Eine Gruppe von Eltern, die sich nach der Berichterstattung zusammengetan hat, analysiert: "Es gibt einen Fachkräftemangel, zunehmenden Rassismus in der Schule, immer mehr Schüler mit Migrationshintergrund. Ein weiteres Problem ist, dass es keine bindende Grundschulempfehlung gibt und somit viele Schüler an der Schule sind, die ehrlicherweise dort eigentlich nichts verloren haben."

Gerade letzterer Punkt sorge dafür, dass ein ungestörter Schulbetrieb kaum möglich sei. "Es gibt auch sehr engagierte Lehrer, die versuchen, sich intensiv einzubringen. Aber manchen Lehrern ist das völlig egal. Andere sind überfordert und hilflos." Die kulturellen Unterschiede würden auch zu anderen Konflikten führen: "Einige Kinder bringen von zu Hause das Bild mit, dass ihnen Lehrerinnen nichts zu sagen haben und Frauen weniger wert seien."

4. Die Corona-Nachwirkungen

"Die Corona-Zeit hat viele Kinder aus der Bahn geworfen", sagt eine Mutter. Einige Realschüler würden deshalb nicht mehr mit dem Schulstoff mitkommen, hätten den Anschluss verpasst. "Klar gibt es Programme wie ›Rückenwind‹, aber das wird nicht von allen, die es benötigen, angenommen. Und Lehrer müssen die Schüler eigentlich ›abholen‹, ihnen Unterstützung geben. Aber oftmals versuchen sie einfach nur, ihren Schulstoff ›durchzuprügeln‹."

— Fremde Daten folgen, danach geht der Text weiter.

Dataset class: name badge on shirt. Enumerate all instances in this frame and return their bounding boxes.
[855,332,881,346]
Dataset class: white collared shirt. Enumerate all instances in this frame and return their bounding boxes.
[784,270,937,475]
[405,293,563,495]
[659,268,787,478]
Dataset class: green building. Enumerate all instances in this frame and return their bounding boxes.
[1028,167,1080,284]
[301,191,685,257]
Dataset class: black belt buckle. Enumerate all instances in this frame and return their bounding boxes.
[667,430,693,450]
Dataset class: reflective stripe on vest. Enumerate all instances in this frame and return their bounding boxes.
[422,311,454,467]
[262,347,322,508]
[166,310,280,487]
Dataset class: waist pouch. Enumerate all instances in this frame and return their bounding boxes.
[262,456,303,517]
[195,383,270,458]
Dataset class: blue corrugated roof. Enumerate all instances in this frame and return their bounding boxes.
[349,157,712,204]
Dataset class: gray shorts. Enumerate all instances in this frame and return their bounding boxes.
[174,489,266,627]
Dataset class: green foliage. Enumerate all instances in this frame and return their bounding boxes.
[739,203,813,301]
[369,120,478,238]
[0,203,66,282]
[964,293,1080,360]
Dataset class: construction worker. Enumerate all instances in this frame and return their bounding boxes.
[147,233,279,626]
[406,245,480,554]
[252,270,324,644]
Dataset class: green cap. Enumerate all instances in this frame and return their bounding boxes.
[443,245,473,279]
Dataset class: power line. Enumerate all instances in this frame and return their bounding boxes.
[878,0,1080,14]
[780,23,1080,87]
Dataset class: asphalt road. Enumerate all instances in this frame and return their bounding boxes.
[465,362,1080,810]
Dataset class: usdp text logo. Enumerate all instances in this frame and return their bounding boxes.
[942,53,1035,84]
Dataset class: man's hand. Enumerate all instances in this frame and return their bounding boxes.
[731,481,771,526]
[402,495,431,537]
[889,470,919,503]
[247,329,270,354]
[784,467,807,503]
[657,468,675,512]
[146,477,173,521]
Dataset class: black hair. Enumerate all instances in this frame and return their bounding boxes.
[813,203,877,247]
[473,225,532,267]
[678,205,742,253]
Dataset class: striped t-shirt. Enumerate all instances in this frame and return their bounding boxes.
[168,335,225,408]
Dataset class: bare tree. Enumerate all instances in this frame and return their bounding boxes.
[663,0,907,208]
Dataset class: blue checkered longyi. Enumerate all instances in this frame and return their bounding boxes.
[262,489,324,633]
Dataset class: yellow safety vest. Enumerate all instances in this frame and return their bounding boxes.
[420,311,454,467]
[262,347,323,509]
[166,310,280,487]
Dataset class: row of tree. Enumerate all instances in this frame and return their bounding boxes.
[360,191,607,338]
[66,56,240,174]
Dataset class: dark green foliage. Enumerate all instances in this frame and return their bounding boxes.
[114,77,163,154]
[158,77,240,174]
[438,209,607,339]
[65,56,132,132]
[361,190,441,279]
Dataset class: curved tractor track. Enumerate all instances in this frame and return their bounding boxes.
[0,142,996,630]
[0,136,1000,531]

Eine andere Mutter schildert: "Kinder fühlen sich allein gelassen, gerade bei den Älteren herrscht große Frustration. Sie sind jetzt dem Leistungsdruck ausgesetzt." Dieser Frust führe dann auch zu Konflikten.

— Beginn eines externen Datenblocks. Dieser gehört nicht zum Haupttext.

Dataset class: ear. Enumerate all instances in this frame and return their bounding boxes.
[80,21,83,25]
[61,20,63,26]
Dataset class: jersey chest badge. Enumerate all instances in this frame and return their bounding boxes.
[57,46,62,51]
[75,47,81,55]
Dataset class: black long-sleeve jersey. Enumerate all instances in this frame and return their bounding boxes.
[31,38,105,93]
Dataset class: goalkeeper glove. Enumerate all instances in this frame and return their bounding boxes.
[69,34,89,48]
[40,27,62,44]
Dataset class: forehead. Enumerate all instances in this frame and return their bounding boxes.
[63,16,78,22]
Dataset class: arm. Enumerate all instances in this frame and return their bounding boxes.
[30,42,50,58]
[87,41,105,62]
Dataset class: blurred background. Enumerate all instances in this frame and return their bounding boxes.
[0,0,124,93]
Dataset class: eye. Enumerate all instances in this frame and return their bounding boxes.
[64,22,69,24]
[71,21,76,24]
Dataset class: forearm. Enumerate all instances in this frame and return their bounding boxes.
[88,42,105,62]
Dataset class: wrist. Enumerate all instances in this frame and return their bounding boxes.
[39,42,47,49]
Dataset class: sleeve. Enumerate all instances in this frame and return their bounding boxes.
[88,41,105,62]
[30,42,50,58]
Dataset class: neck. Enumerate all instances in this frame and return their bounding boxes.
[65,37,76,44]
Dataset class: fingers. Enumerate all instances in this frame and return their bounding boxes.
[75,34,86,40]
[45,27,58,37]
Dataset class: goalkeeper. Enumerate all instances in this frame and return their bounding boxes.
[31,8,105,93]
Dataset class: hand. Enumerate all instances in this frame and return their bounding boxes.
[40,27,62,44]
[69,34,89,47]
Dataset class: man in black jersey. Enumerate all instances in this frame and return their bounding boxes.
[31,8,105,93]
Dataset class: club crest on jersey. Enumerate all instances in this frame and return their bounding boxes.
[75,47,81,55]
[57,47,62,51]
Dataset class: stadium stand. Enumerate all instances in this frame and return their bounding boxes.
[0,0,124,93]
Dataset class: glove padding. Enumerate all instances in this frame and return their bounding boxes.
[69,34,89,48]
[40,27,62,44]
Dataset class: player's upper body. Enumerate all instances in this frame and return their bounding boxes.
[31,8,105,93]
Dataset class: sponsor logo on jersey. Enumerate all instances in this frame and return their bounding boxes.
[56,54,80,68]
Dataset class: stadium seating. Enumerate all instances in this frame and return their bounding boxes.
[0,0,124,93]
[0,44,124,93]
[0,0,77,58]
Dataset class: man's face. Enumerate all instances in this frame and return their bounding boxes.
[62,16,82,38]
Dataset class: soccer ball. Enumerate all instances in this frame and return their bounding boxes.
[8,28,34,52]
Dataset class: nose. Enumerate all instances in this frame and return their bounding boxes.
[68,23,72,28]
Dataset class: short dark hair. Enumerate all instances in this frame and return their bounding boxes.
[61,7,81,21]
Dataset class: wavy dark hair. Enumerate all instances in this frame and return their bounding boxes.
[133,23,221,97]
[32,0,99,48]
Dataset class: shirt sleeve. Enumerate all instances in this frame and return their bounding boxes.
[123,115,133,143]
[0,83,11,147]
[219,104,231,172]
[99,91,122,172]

5. Mangelnde Kritikfähigkeit

"Das Problem ist, dass die Schulleitung in der Realschule Kritik nicht hören will", berichtet die Elterngruppe. "Im Endeffekt heißt die Botschaft immer: "Es ist alles gut, es ist alles schön, wir haben keine Probleme." Dabei sei es sehr wichtig, sich den Problemen zu stellen.

Und die Schulsozialarbeit? Die sei zwar personell gut aufgestellt. Aber: "Es ist keine Frage der Quantität, sondern der Qualität." Die Elterngruppe kritisiert, dass die Schulsozialarbeit zu eng mit der Schulleitung zusammenarbeite und deshalb nicht die Finger in die Wunde lege. "Natürlich gab es auch teambildende Maßnahmen, aber wir wissen nicht, ob Pizzabacken im Marmorwerk ausreichend ist."

6. Was sich die Eltern wünschen

"Die Realschule hat sich ein Leitbild gesetzt. Und das muss auch gelebt werden, mit allen Konsequenzen", so die Elterngruppe. Das bedeute auch, "hart durchzugreifen", wenn die Vorfälle das zwingend erforderlich machen würden. "Es gab genügend Vorfälle in der jüngeren Vergangenheit, die für einen Schulverweis gereicht hätten", so die Eltern, Es bringe nichts, die "Augen zu verschließen". Eine Mutter: "Und im Endeffekt muss man auch die bunte Mischung der Schüler als Chance sehen."